I’d say I’m not a crier, but that’s not true. What I am most definitely not is someone who cries during her biggest race to date.
And yet there I was, walking to transition from the swim, the arm of a kind stranger on my shoulder and my hand over my mouth as I cried.
I couldn’t control it.
I like to do hard things. It’s why I enjoy CrossFit and why I adore triathlon. I also like being faster. I don’t really even want to be the fastest. I just want to be faster than the person I just passed.
An hour and 15 minutes prior, I had jumped into the Cumberland River in Nashville, Tennessee to swim my first ever 1500 meters for my first ever Olympic distance triathlon. For five years I had raced Sprints — this was my moment. I had trained since February, hitting the pool, visiting open water locations. I was ready.
“705!” They called out my number and – splash – I was in the water. I felt like a boss as I flew through the first 200 meters. I paused and waved at my husband and kids — I could hear them ringing their cow bells as they ran along the shore.
“Crossing the river will be the most challenging part of this race,” the race director said into her megaphone an hour prior. I could barely hear her. I didn’t really listen.
I turned tightly around the first buoy, heading across and slightly up the river. Stroke, stroke, breathe …. stroke, stroke, breathe. I raised my head to the side — and, wait. The buoys were now 50 meters to my right.
Stroke, breathe. Now they were 75 meters.
As the current pulled me and others down river, I realized I needed to pull harder and head straight for the shore. When I got to where my feet could touch I walked with others up the shore line, hoping to get even with where we were supposed to be.
I remembered the director’s warning. That was the hardest part, right?
But it was far from the hardest part. With a 900 meter, straight up river swim in front of me, I started what I felt was a powerful crawl, headed for the orange buoy in the distance. Things went OK until I got close to the bridge and realized that while I was working like I was moving forward, I was making very little progress.
“Why can’t I go forward? What is happening?”
The race director was wrong. The visual impact of the current was most dramatic while we were crossing. But in practicality that was nothing compared to swimming straight into it.
I am a decent swimmer. I had trained for this. And I had estimated, based on last year’s times, that it would take me 35 minutes.
I had not planned for a 1.5 mile per hour current.
A pier ran along the shore, under the bridge. I joined other racers holding onto the edge and crab walking our way past the bridge.
There was that final buoy, still in the distance. “It’s not that far,” I thought. “I’ve got this.”
Open water swimming can feel like a time warp, without a clock or marked distances or pool walls to gauge how long you’ve been there. I worked and worked and worked. “Maybe I’ve been doing this for 30 minutes,” I thought. My shoulders were burning. But there was that buoy — never closer, and sometimes even farther away.
“Just keeping swimming,” I instructed myself. “Enjoy the struggle.”

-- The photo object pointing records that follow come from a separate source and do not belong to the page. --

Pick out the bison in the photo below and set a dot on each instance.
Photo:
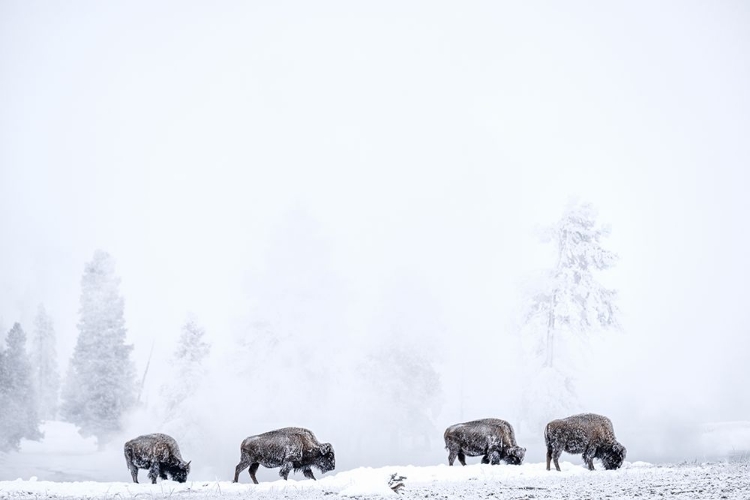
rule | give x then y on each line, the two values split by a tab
159	454
491	438
589	434
291	448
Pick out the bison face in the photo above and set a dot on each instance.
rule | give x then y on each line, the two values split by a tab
327	460
614	456
179	473
514	455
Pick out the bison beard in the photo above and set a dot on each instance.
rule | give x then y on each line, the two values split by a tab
491	438
159	454
291	448
588	434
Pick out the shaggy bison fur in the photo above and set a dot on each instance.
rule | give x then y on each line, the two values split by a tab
159	454
491	438
589	434
291	448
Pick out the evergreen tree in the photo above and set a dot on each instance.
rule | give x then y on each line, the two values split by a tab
44	363
187	371
566	307
18	417
408	392
100	384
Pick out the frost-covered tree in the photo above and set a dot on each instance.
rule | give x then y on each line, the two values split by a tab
408	394
18	416
567	305
44	363
99	386
187	371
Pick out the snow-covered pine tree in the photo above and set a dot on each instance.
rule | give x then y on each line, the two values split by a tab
187	370
100	383
18	416
409	394
44	364
566	306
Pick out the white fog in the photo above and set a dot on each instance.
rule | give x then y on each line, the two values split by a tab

I saw a woman grab onto the kayak. “What happens if I hold on for a minute?” I asked, panting.
“Not a thing,” said the paddler.
I struggled over and looked at my watch. “1:00.”
“I’ve been here an HOUR?”
Over the next few minutes I tried to figure out what I was going to do. A boat picking up exhuasted swimmers came by and asked if I wanted on. “NO,” I said, fighting back tears. “I’m FINISHING this race.”
The frustration welled up inside me. I did not train so hard for so long to quit during the swim. I am not a quitter. While the option remained, I was going to stay in the water.
I tried again, this time hugging the shore as much as possible, I swam up and overshot the buoy so that I could hit it being pushing back down river. But I still missed it.
Yet another attempt — against the shore first, swimming up even farther. This time I was able to cross fast enough to hit as I was pushed back down river.
In what seemed like a blink I was down river at the dock exit point.
It was as I climbed out the stairs that the tears came. I couldn’t talk. “Do you need to sit down?” a volunteer asked me. “No, no, I’m OK, I’m just ….” crying.
Crying because I wasn’t in the water anymore. Crying because I had been in the water an hour and 15 minutes. Crying because this wasn’t at all my race plan. Crying because I was exhausted and wondered how in the world I was going to keep going.
Crying because it hit me that I had just done something horrible and wonderful at the same time. I had swum my longest race ever in terrible conditions, and I had not quit.
As I walked up the ramp, crying, another racer who did the shorter course and had not gotten out of the water long before me put his hand on my shoulder.
“It’s OK,” he said. “You made it.”
I didn’t even really look at him — instead I just felt grateful for this act of humanity.
Because even though racing is about beating the other guy, it’s also about doing something in a community of people who do hard things.
And on that day, we did hard things together.